In summary, we have performed a comprehensive siRNA-based screen of the canonical TLR pathway in human and mouse macrophages to generate a valuable resource dataset that systematically identified those proteins that are most required for the response to different TLR ligands in a key innate immune cell type. Beyond the species-conserved use of certain ligand-specific receptors and core signaling modules, we report considerable differences in human and mouse TLR pathway dependencies at the levels of individual genes and their products. In particular, we identified and experimentally validated a previously unappreciated difference in IRAK family use between mouse and human macrophages, which may have relevance for ongoing clinical efforts to target this kinase family to regulate TLR-dependent inflammatory responses, or for the development of therapeutics for autoimmune disorders that are influenced by polymorphisms in IRAK family genes.
MATERIALS AND METHODS
Cell culture and stimulation with TLR ligands
RAW264.7 G9 cells and immortalized mouse macrophages (IMMs) derived from wild-type (WT), Irak1−/−, and Irak4−/− mice were maintained in Dulbecco’s Modified Eagle medium (DMEM; 4.5 g/l glucose), 10% fetal bovine serum (FBS), 20 mM Hepes, and 2 mM glutamine. BMDMs from WT, Irak1−/−, and Irak2−/− mice were prepared by differentiation for 6 days in the same culture medium containing macrophage colony-stimulating factor (M-CSF, 60 ng/ml, R&D).

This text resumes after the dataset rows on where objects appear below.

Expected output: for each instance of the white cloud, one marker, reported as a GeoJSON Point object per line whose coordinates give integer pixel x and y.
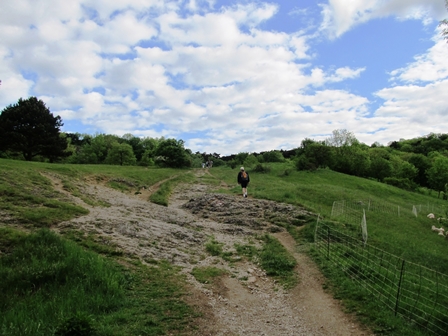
{"type": "Point", "coordinates": [429, 67]}
{"type": "Point", "coordinates": [339, 16]}
{"type": "Point", "coordinates": [155, 68]}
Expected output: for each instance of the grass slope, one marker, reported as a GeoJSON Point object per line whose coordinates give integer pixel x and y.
{"type": "Point", "coordinates": [28, 200]}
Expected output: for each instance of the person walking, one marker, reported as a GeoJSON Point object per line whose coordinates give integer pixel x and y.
{"type": "Point", "coordinates": [243, 179]}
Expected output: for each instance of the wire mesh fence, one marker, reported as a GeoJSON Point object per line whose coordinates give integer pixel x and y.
{"type": "Point", "coordinates": [410, 290]}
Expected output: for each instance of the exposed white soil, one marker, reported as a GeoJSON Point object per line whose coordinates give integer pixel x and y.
{"type": "Point", "coordinates": [243, 302]}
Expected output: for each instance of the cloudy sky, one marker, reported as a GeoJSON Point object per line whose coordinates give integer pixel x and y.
{"type": "Point", "coordinates": [230, 76]}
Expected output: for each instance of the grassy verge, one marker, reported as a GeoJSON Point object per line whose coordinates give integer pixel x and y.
{"type": "Point", "coordinates": [272, 257]}
{"type": "Point", "coordinates": [27, 197]}
{"type": "Point", "coordinates": [162, 195]}
{"type": "Point", "coordinates": [52, 286]}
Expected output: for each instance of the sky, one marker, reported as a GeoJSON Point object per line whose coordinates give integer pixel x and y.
{"type": "Point", "coordinates": [230, 76]}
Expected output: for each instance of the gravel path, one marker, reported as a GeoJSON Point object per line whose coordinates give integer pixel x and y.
{"type": "Point", "coordinates": [244, 302]}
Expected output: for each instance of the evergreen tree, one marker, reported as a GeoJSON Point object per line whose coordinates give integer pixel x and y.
{"type": "Point", "coordinates": [28, 127]}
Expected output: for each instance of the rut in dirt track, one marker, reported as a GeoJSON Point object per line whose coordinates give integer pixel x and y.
{"type": "Point", "coordinates": [244, 302]}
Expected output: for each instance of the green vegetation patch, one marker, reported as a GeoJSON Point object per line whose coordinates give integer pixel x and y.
{"type": "Point", "coordinates": [28, 197]}
{"type": "Point", "coordinates": [162, 195]}
{"type": "Point", "coordinates": [277, 261]}
{"type": "Point", "coordinates": [52, 286]}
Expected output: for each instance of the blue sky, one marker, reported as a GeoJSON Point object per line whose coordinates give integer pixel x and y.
{"type": "Point", "coordinates": [231, 76]}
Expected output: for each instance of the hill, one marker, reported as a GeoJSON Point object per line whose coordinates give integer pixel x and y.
{"type": "Point", "coordinates": [208, 228]}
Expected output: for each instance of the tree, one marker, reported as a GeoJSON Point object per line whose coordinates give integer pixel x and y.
{"type": "Point", "coordinates": [341, 138]}
{"type": "Point", "coordinates": [273, 156]}
{"type": "Point", "coordinates": [121, 154]}
{"type": "Point", "coordinates": [171, 153]}
{"type": "Point", "coordinates": [28, 127]}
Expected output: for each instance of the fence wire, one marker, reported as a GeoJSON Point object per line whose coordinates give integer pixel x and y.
{"type": "Point", "coordinates": [410, 290]}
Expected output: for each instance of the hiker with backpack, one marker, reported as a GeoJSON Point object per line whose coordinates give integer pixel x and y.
{"type": "Point", "coordinates": [243, 179]}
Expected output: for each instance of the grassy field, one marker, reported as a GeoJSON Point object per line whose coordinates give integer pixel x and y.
{"type": "Point", "coordinates": [29, 201]}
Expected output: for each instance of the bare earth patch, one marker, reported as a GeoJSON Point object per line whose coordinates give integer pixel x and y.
{"type": "Point", "coordinates": [243, 302]}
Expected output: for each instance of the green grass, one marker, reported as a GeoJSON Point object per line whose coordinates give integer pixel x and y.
{"type": "Point", "coordinates": [278, 262]}
{"type": "Point", "coordinates": [26, 196]}
{"type": "Point", "coordinates": [50, 284]}
{"type": "Point", "coordinates": [406, 236]}
{"type": "Point", "coordinates": [162, 195]}
{"type": "Point", "coordinates": [28, 199]}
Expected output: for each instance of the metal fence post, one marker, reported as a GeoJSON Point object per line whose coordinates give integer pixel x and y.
{"type": "Point", "coordinates": [399, 287]}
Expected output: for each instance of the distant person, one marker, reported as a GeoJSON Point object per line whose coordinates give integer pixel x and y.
{"type": "Point", "coordinates": [243, 179]}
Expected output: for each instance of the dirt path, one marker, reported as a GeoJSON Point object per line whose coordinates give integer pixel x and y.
{"type": "Point", "coordinates": [244, 302]}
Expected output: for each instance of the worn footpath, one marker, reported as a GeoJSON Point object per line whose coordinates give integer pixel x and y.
{"type": "Point", "coordinates": [243, 302]}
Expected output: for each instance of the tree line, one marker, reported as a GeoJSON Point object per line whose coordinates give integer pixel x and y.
{"type": "Point", "coordinates": [29, 131]}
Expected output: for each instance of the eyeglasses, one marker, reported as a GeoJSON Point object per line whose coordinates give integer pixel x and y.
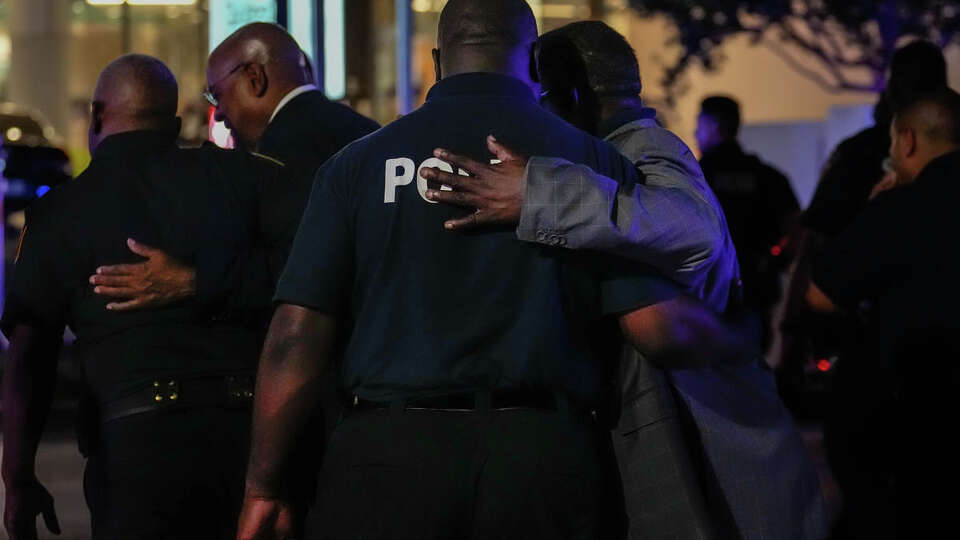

THP1 B5 and the various THP1 IRAK KO cell lines were maintained in RPMI 1640, 10% FBS, and 2 mM glutamine (containing 500 μg/ml G418 for the THP1 B5 cells). After written informed consent was provided, normal donor and IRAK4-deficient patient blood was obtained at the NIH under IRB-approved protocols. The IRAK4-deficient patient has a heterozygous C to T mutation at nucleotide 877 in the IRAK4 coding sequence, which causes premature termination at Gln293. cDNA sequence analysis showed that only the mutant allele is expressed. PBMCs were prepared by a 1:1 dilution of a human blood sample with Hank’s balanced salt solution (HBSS) and layering onto the surface of lymphocyte separation medium (MP Biomedicals, LLC, 50494) at a 2:1 ratio. After centrifugation at 625 × g for 10 min, mononuclear cells were recovered from the opaque interface, erythrocytes were lysed with ACK lysing buffer (Quality Biological, 118-156-721), and the remaining cells were washed with HBSS to provide purified PBMCs. Human monocyte-derived macrophages (hMDMs) were derived from PBMCs cultured in cRPMI (RPMI-1640 medium containing 10% FBS, 10 mM Hepes, 0.1% β-mercaptoethanol and 2 mM glutamine) with granulocyte macrophage colony-stimulating factor (GM-CSF, 10 ng/ml, R&D, Cat#: 215-GM-010) for 7 days. LPS was from Alexis Biochemicals (Salmonella minnesota R595 TLRgrade, Cat. No. ALX-581-008-L002), Pam3CSK4 was from InvivoGen (P3C, Cat. No. tlrl-pms) ; peptidoglycan (PGN) was from Sigma (Staphylococcus aureus PGN, Cat. No. 77140); R848 was from InvivoGen (Cat. No. tlrl-r848) Pam2CSK4 was from EMC Microcollections (P2C, Cat. No. L2020); Flagellin was from Invivogen, (FLA-ST ultrapure, Cat. No. tlrl-epstfla).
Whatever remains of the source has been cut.